Hi there. There's a lot of magic in Rails, and as someone who works with it daily, it is absolutely amazing to see how valuable Google is to wading through the magic. I don't know what I would do without the help afforded me by the awesomeness of great Rails bloggers and the help of forums, so I figure here's my little contribution into the ether.
On plugins that broke
- acts_as_paranoid ceased to work for me as of Rails 2.1.2. There was too much magic and it was really gumming up our MySQL indexes, so we killed it. One less where clause to worry about, and that's priceless when it comes to MySQL optimization.
- xss_terminate needed an upgrade. no big deal there.
- We use workling and starling in our stage/production environments, but workling and spawn in development. Connection pooling broke spawn, but I submitted a patch for Rails 2.2.2 so it's back in business again. Workling is the superb work of Rany Keddo of play/type -- great piece of software, by the way.

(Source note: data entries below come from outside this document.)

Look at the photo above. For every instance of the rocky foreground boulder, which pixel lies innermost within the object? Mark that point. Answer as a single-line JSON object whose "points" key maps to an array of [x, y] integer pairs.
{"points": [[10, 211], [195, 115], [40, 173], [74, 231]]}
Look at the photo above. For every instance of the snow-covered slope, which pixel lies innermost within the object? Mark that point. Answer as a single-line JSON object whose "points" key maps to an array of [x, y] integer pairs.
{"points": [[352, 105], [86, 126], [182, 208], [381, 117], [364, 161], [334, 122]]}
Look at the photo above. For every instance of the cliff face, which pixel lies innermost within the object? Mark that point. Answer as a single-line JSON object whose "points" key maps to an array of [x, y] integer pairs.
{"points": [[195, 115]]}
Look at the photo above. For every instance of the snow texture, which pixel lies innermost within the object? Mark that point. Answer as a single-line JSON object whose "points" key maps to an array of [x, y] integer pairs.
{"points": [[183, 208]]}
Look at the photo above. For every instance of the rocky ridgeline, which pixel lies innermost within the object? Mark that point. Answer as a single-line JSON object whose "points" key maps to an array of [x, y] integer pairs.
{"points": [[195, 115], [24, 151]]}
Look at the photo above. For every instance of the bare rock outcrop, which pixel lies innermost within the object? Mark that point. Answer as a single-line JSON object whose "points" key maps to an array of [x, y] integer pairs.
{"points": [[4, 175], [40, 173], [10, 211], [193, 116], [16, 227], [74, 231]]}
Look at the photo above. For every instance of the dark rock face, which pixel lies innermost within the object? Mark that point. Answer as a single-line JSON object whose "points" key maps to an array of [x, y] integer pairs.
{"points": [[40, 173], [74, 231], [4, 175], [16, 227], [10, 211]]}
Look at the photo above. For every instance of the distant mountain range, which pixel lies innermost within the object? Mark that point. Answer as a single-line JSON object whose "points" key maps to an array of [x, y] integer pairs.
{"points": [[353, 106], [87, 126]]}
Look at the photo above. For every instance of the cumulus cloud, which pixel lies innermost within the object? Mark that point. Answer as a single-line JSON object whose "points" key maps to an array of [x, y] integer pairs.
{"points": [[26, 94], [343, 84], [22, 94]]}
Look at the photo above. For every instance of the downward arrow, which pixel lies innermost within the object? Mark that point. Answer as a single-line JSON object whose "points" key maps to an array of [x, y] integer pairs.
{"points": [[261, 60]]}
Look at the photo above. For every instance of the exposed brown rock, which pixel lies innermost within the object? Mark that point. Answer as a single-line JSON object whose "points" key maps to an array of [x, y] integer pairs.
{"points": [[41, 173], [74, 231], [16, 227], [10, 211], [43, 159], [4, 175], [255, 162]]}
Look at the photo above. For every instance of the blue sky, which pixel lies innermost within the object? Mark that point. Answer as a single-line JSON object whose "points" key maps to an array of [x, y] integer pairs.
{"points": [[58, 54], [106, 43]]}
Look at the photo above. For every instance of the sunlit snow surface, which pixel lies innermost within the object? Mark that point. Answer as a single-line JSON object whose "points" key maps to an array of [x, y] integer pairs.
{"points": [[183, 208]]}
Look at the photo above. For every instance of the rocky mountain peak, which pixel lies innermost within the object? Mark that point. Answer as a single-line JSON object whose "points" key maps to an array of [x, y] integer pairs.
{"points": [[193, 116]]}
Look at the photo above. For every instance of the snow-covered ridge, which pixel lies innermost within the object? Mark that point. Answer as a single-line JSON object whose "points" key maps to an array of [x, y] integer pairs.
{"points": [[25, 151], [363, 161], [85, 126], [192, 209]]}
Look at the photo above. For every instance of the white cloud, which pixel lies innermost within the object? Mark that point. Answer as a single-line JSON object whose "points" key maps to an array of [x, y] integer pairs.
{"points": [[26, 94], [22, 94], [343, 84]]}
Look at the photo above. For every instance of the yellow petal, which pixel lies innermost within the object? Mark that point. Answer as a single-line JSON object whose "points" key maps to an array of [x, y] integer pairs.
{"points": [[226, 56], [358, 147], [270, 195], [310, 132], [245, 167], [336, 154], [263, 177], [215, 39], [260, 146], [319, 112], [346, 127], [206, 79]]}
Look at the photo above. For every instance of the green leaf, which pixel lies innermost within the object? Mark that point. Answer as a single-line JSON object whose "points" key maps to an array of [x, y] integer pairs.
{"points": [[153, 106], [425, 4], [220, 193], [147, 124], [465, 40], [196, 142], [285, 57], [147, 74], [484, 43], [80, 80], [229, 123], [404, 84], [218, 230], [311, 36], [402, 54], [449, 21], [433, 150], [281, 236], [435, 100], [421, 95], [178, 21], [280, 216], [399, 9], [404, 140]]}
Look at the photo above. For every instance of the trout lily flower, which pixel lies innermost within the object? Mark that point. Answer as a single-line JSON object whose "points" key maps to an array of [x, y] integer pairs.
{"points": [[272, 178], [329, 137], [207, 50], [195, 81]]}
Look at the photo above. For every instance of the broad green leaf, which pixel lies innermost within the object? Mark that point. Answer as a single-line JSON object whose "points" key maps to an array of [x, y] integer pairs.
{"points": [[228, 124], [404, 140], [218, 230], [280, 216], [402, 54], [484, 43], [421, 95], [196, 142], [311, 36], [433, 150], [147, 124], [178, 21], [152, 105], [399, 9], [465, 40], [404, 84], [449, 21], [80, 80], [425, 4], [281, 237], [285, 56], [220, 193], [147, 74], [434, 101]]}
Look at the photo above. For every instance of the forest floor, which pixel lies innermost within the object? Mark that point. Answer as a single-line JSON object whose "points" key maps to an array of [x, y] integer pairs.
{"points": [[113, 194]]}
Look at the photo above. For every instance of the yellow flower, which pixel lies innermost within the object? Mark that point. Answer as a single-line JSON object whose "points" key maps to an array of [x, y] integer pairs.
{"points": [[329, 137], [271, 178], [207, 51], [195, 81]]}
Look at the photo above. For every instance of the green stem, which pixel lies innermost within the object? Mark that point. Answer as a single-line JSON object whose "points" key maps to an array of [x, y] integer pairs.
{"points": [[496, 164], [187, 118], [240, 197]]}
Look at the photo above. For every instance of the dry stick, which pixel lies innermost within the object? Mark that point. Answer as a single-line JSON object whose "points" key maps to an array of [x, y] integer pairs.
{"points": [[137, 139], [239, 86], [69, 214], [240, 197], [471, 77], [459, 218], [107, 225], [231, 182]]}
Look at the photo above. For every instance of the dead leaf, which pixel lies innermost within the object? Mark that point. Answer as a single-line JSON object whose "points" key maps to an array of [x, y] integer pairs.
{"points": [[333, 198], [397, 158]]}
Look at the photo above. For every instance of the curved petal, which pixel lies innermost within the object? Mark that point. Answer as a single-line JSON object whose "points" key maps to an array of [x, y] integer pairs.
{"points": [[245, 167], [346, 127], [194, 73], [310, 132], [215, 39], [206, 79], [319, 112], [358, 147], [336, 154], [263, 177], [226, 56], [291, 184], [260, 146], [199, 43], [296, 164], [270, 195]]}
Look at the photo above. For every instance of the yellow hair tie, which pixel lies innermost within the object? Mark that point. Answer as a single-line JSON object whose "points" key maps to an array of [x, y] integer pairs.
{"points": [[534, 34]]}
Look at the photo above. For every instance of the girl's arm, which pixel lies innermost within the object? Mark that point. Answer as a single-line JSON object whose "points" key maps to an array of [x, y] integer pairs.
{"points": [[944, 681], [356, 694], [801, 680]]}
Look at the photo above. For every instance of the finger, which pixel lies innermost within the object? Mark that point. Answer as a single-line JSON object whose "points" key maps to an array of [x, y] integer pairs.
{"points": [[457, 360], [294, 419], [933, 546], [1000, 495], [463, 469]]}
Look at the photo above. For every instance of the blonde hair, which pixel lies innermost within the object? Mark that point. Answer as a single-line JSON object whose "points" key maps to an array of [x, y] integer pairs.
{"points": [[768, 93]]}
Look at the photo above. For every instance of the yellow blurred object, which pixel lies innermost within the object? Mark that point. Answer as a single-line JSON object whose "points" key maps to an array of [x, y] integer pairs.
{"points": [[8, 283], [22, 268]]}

- The rubyforge plugin continues to not play nicely with the AWS S3 gem, causing errors with 'tmp_dh_callback' -- but a simple plugin patch solves that quite elegantly.
Upgrading to RubyGems 1.3.1
You'd think that running gem update --system would do it, but you'd be wrong.
On ubuntu and OS X, you gotta run this:
sudo gem install rubygems-update
sudo update_rubygems
Thanks to intertwingly
Also, on freezing native gems...
I tried to be smart and do a rake gems:unpack and rake gems:unpack:dependencies, but unfortunately for me, rake gems:build fails on Ubuntu. It failed specifically on hpricot, eventmachine and json gems, all of which had native extensions.
I just dropped those into my config.gems instead, and made sure to run rake gems:install on the stage/production servers after deploy.
And a quick note on the importance of tests...
Every Rails update has significant impact on the rest of your app. Unit and integration tests are critical for being able to catch these bugs without resorting to manual testing... but that'll be a future blog post.